Complete step by step answer:
We have to solve: \[\int\limits_0^{\dfrac{\pi }{2}} {\dfrac{{dx}}{{5 + 4\cos x}}} \]
Let us consider the given integral as,
\[I = \int\limits_0^{\dfrac{\pi }{2}} {\dfrac{{dx}}{{5 + 4\cos x}}} {\text{ }} - - - \left( i \right)\]
Now we know that
\[\cos x = \dfrac{{1 - {{\tan }^2}\dfrac{x}{2}}}{{1 + {{\tan }^2}\dfrac{x}{2}}}\]

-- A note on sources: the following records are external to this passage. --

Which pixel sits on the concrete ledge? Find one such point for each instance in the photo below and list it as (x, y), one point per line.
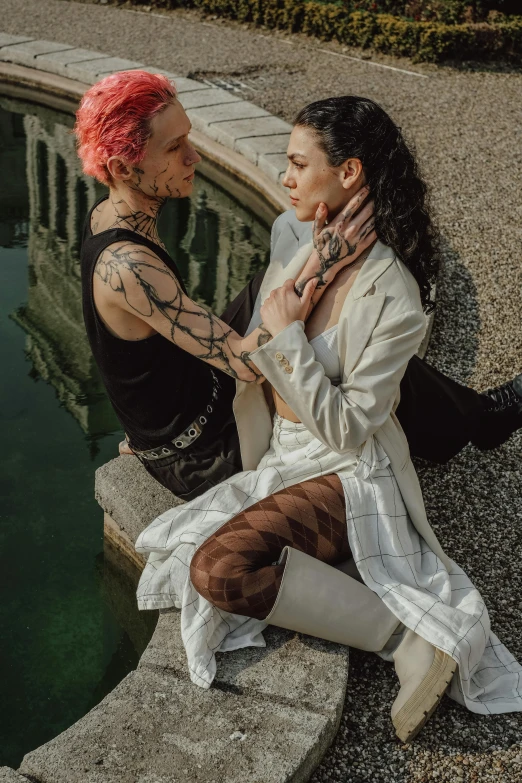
(269, 717)
(236, 125)
(155, 728)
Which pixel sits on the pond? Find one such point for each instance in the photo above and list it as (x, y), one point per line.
(70, 627)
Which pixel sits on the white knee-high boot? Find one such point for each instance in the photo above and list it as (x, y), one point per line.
(320, 600)
(424, 674)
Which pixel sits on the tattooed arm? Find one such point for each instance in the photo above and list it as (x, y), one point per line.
(131, 278)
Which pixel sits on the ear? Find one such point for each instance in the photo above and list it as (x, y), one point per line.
(118, 169)
(352, 173)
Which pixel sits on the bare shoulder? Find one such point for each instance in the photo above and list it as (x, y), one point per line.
(132, 276)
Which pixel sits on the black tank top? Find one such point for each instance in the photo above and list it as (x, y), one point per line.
(156, 388)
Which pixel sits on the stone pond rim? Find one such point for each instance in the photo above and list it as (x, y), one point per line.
(272, 712)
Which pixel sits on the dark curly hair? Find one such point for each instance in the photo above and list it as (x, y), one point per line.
(353, 127)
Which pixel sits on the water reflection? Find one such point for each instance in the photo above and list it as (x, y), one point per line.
(71, 629)
(218, 246)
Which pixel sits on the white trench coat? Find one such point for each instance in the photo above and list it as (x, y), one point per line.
(351, 430)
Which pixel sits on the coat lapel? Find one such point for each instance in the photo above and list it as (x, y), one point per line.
(361, 316)
(278, 272)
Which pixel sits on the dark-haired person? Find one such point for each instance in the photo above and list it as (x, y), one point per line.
(149, 338)
(328, 480)
(169, 365)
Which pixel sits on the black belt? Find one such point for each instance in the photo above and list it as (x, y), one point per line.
(188, 436)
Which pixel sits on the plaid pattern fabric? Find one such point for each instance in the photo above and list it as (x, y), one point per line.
(443, 607)
(235, 568)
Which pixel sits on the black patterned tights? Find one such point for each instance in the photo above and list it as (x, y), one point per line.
(234, 569)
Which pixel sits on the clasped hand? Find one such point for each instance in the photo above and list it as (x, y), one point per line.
(336, 245)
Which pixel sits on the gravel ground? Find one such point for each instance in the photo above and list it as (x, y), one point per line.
(466, 127)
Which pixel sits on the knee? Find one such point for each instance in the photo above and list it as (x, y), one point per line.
(200, 571)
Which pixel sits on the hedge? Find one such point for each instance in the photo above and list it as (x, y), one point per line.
(423, 41)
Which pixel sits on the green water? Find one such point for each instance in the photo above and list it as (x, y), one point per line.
(69, 627)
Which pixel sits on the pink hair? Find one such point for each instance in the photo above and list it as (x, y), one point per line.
(114, 118)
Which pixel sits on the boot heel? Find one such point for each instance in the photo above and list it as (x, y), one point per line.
(426, 698)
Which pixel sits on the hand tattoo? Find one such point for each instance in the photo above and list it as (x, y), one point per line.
(264, 335)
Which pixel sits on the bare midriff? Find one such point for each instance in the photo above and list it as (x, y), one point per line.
(324, 315)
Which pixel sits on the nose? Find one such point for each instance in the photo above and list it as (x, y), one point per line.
(193, 157)
(288, 180)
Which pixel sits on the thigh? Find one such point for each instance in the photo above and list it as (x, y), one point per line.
(309, 516)
(190, 473)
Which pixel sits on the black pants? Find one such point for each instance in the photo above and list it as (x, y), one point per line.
(438, 416)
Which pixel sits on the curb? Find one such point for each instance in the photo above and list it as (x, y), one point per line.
(237, 135)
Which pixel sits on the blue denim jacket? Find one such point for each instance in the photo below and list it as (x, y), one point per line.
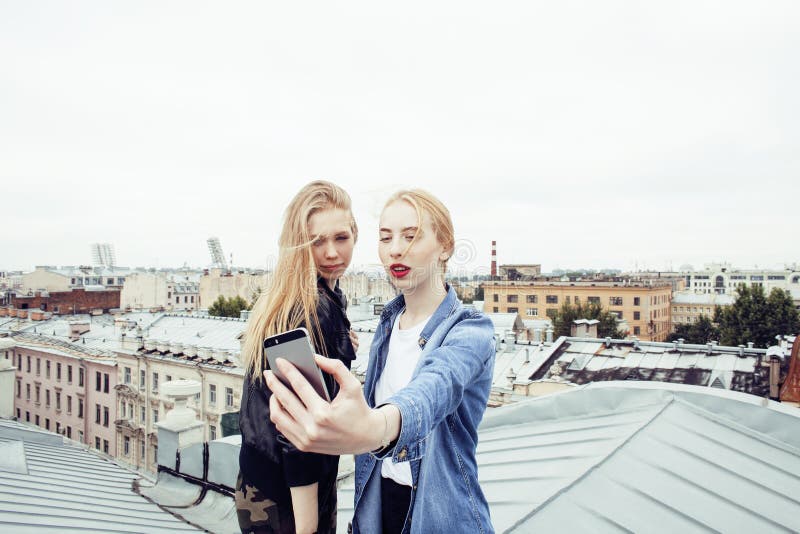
(441, 409)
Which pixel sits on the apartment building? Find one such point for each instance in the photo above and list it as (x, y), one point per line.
(644, 305)
(688, 306)
(721, 278)
(66, 390)
(174, 347)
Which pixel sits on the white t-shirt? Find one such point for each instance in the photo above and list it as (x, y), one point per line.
(404, 353)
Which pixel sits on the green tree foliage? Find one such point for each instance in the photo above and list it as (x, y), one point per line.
(562, 321)
(756, 317)
(700, 332)
(232, 307)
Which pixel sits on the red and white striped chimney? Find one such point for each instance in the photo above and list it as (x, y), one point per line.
(494, 259)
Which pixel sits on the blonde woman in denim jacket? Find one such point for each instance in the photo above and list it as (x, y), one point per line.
(414, 427)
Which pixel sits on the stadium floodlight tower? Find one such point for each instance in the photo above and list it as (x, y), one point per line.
(103, 255)
(217, 257)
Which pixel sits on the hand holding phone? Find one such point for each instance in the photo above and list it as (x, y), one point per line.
(295, 347)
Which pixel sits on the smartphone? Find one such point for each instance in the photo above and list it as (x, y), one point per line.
(295, 347)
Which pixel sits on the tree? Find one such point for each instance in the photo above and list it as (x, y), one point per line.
(562, 321)
(700, 332)
(232, 307)
(754, 317)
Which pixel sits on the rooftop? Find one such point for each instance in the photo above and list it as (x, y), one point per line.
(49, 483)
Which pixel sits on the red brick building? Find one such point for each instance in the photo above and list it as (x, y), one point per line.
(68, 302)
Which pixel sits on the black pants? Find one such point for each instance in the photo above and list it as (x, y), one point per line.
(395, 502)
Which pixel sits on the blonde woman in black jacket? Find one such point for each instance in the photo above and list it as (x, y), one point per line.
(280, 489)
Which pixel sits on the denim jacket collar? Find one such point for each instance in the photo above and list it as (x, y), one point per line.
(446, 307)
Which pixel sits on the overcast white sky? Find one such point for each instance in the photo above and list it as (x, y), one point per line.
(575, 133)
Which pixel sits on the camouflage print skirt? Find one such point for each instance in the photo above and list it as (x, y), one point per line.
(260, 513)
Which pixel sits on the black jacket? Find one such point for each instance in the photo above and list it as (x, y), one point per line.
(262, 444)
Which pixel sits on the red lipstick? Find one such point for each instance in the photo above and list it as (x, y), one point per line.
(398, 270)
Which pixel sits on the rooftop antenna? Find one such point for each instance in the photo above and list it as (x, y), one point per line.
(103, 255)
(217, 256)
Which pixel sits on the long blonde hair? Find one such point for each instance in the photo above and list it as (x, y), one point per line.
(291, 297)
(424, 202)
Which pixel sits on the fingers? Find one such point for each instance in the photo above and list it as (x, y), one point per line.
(339, 371)
(286, 398)
(302, 389)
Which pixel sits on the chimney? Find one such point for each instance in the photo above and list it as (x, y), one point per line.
(180, 428)
(7, 378)
(494, 259)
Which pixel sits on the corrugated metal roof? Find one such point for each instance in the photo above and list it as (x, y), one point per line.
(638, 457)
(70, 489)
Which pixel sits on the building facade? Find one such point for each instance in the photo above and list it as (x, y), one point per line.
(723, 279)
(645, 306)
(66, 391)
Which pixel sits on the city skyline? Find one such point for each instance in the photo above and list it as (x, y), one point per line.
(607, 136)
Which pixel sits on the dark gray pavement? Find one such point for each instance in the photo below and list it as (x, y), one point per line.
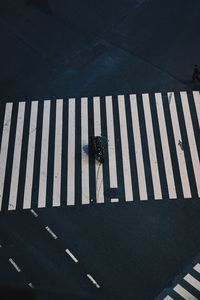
(91, 48)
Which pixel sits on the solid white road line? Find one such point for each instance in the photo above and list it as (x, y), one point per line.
(165, 147)
(16, 157)
(30, 155)
(125, 149)
(192, 281)
(44, 155)
(14, 264)
(93, 281)
(196, 96)
(180, 152)
(58, 153)
(4, 147)
(197, 268)
(85, 159)
(111, 143)
(184, 293)
(191, 139)
(71, 154)
(51, 232)
(98, 166)
(71, 255)
(152, 148)
(138, 148)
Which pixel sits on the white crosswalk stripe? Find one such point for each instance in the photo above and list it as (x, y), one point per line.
(187, 286)
(48, 160)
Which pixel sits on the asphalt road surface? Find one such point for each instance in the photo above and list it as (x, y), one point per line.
(69, 227)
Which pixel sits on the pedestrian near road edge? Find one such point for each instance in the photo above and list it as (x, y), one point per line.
(196, 73)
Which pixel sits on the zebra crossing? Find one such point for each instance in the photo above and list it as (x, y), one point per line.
(153, 150)
(187, 286)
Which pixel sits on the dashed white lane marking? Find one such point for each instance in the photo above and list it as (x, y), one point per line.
(192, 281)
(125, 153)
(51, 232)
(34, 213)
(58, 153)
(98, 166)
(180, 152)
(14, 264)
(85, 157)
(71, 255)
(138, 148)
(184, 293)
(165, 147)
(152, 147)
(71, 154)
(111, 143)
(16, 157)
(197, 268)
(93, 281)
(30, 155)
(44, 155)
(4, 147)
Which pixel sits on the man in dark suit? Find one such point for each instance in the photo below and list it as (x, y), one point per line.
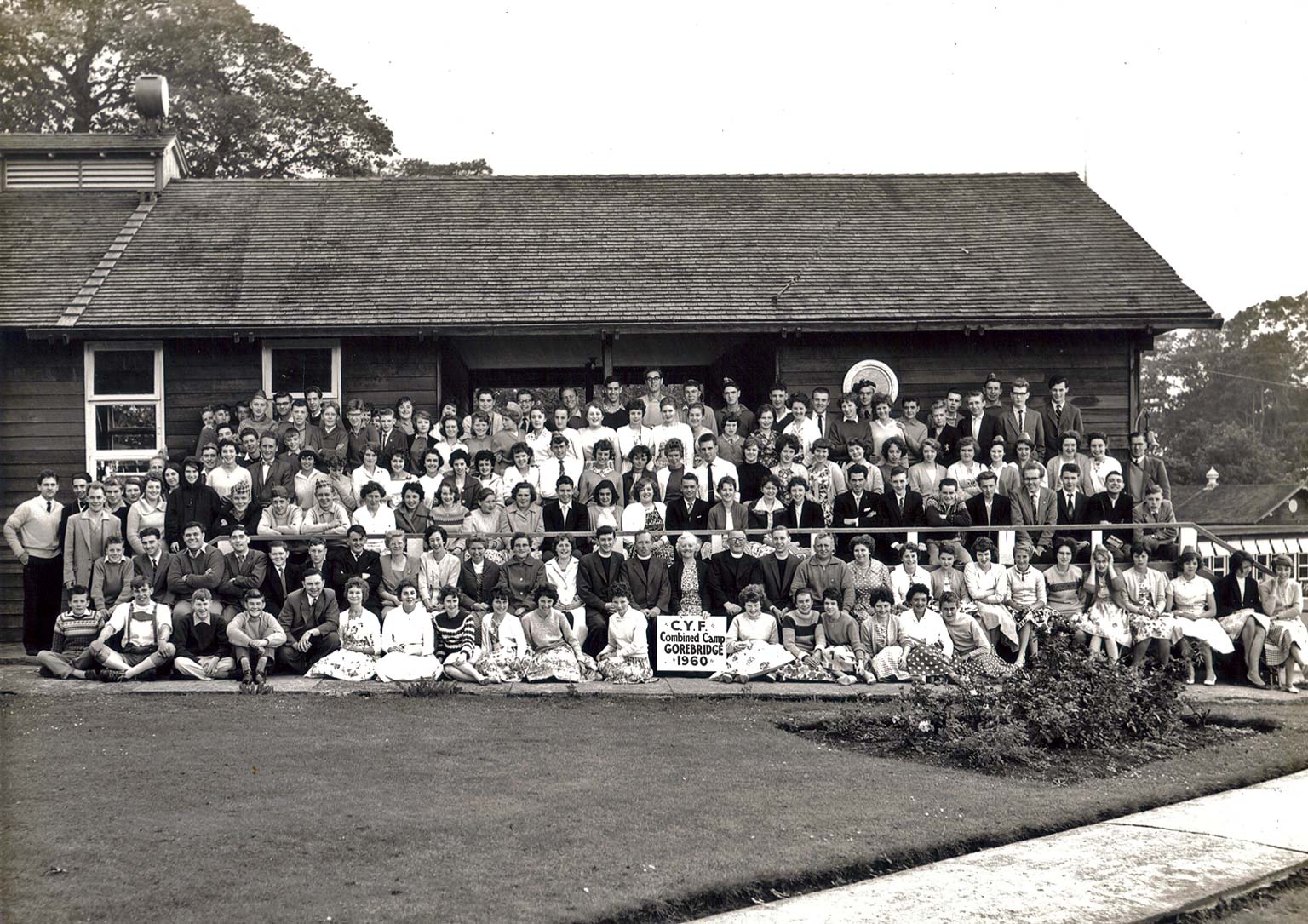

Therefore equation \[\left( i \right)\] becomes,
\[I = \int\limits_0^{\dfrac{\pi }{2}} {\dfrac{{dx}}{{5 + 4\left( {\dfrac{{1 - {{\tan }^2}\dfrac{x}{2}}}{{1 + {{\tan }^2}\dfrac{x}{2}}}} \right)}}} {\text{ }} - - - \left( A \right)\]
Now let us assume
\[\tan \dfrac{x}{2} = t{\text{ }} - - - \left( {ii} \right)\]
As we know that
\[\dfrac{d}{{dx}}\left( {\tan x} \right) = {\sec ^2}x\]
So, by differentiating both the sides of equation \[\left( {ii} \right)\] w.r.t \[x\] we get
\[\dfrac{1}{2}{\sec ^2}\dfrac{x}{2} = \dfrac{{dt}}{{dx}}\]
Now we know that
\[1 + {\tan ^2}x = {\sec ^2}x\]
Therefore, we get
\[\dfrac{1}{2}\left( {1 + {{\tan }^2}\dfrac{x}{2}} \right) = \dfrac{{dt}}{{dx}}\]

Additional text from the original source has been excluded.